Sloan was also on the advisory board of Restore Public Trust, a project of the shadowy New Venture Fund (discussed below).

CREW alumni also formed a group calling itself the “Campaign for Accountability.” Ironically, this organization was founded as part of the New Venture Fund, a huge dark money network that lacks transparency in its own operations. NVF incubates a number of leftwing campaigns under its nonprofit umbrella. This setup obscures who is donating to these projects, and also obscures the operations of the projects themselves, since they don’t have to file a separate tax return from NVF. It’s all lumped together.

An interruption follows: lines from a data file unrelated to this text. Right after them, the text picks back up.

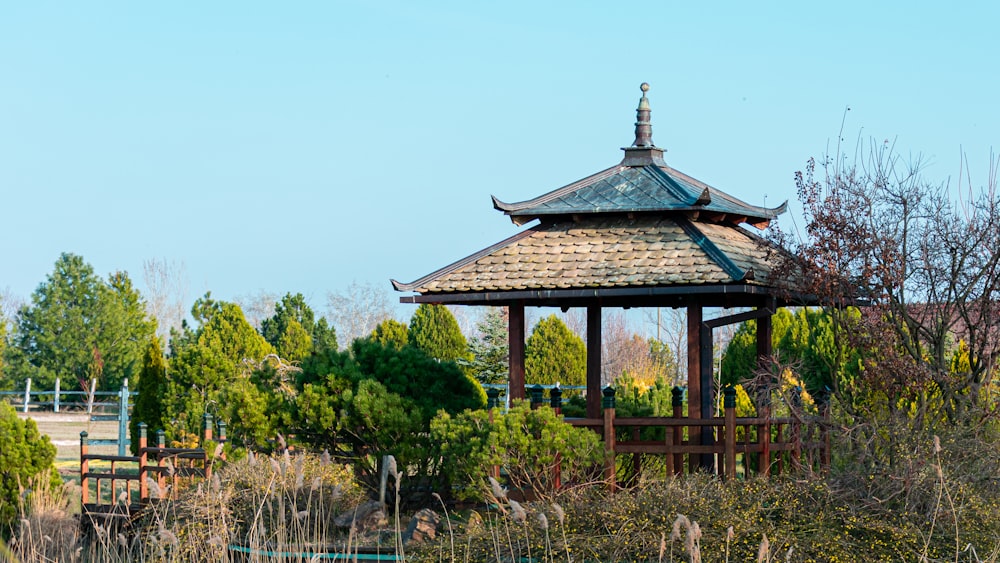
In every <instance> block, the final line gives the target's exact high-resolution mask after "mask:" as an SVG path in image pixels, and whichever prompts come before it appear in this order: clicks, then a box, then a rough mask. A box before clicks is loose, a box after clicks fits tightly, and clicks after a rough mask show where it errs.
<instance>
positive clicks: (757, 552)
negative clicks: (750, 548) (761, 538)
mask: <svg viewBox="0 0 1000 563" xmlns="http://www.w3.org/2000/svg"><path fill="white" fill-rule="evenodd" d="M770 553H771V542H770V541H769V540H768V539H767V534H764V539H762V540H761V542H760V549H758V550H757V563H765V562H766V561H767V556H768V555H770Z"/></svg>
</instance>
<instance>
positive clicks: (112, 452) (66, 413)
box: [17, 412, 118, 479]
mask: <svg viewBox="0 0 1000 563" xmlns="http://www.w3.org/2000/svg"><path fill="white" fill-rule="evenodd" d="M17 414H18V416H19V417H21V418H31V419H32V420H34V421H35V423H36V424H38V431H39V432H40V433H41V434H45V435H47V436H48V437H49V439H50V440H52V443H53V444H54V445H55V446H56V467H57V468H58V469H59V473H60V475H62V476H63V478H64V479H67V478H73V479H79V475H80V432H82V431H84V430H86V431H87V433H88V434H89V435H90V437H91V438H117V437H118V423H117V422H114V421H111V422H91V421H90V416H89V415H87V414H86V413H78V412H58V413H55V412H28V413H22V412H18V413H17ZM90 451H91V453H106V454H116V453H118V449H117V447H116V446H91V447H90Z"/></svg>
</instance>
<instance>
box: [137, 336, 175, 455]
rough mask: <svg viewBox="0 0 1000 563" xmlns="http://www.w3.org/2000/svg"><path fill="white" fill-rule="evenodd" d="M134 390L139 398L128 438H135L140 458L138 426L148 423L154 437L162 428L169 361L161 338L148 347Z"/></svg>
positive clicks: (142, 362)
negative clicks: (129, 436)
mask: <svg viewBox="0 0 1000 563" xmlns="http://www.w3.org/2000/svg"><path fill="white" fill-rule="evenodd" d="M135 390H136V391H137V392H138V394H139V395H138V397H136V399H135V406H134V407H132V418H131V419H130V420H129V436H130V437H131V439H132V455H139V454H138V452H139V423H140V422H145V423H146V427H147V429H148V430H149V436H152V434H153V433H154V432H156V431H157V430H161V429H163V395H164V393H166V390H167V361H166V358H164V357H163V350H162V349H161V348H160V339H159V338H156V337H153V338H150V339H149V342H148V343H147V344H146V352H145V354H144V356H143V361H142V372H140V374H139V381H138V382H137V383H136V387H135Z"/></svg>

Initially, CfA was run by former CREW counsel Anne Weisman, with former CREW researcher Daniel Stevens on staff. CfA’s advisory board featured CREW co-founder Lewis Mayberg and liberal activists. And, like CREW, CfA has ginned up complaint after complaint against right-leaning politicians and activists, with a slant towards environmental issues and abortion.

Weisman has since left CfA and returned to CREW, and Stevens now runs CfA. Money may have been a factor–Weisman makes close to $200,000 a year at CREW, while Stevens makes about half that as executive director of CfA, according to tax records.

CfA, meanwhile, has spun off as its own 501(c)(3) and appears to be independent of the New Venture Fund. CfA received $587,919 from the Buffett Foundation in 2018. This single donation accounted for nearly half of CfA’s revenue that year. The Buffett Foundation is a wealthy supporter of leftwing causes, particularly abortion.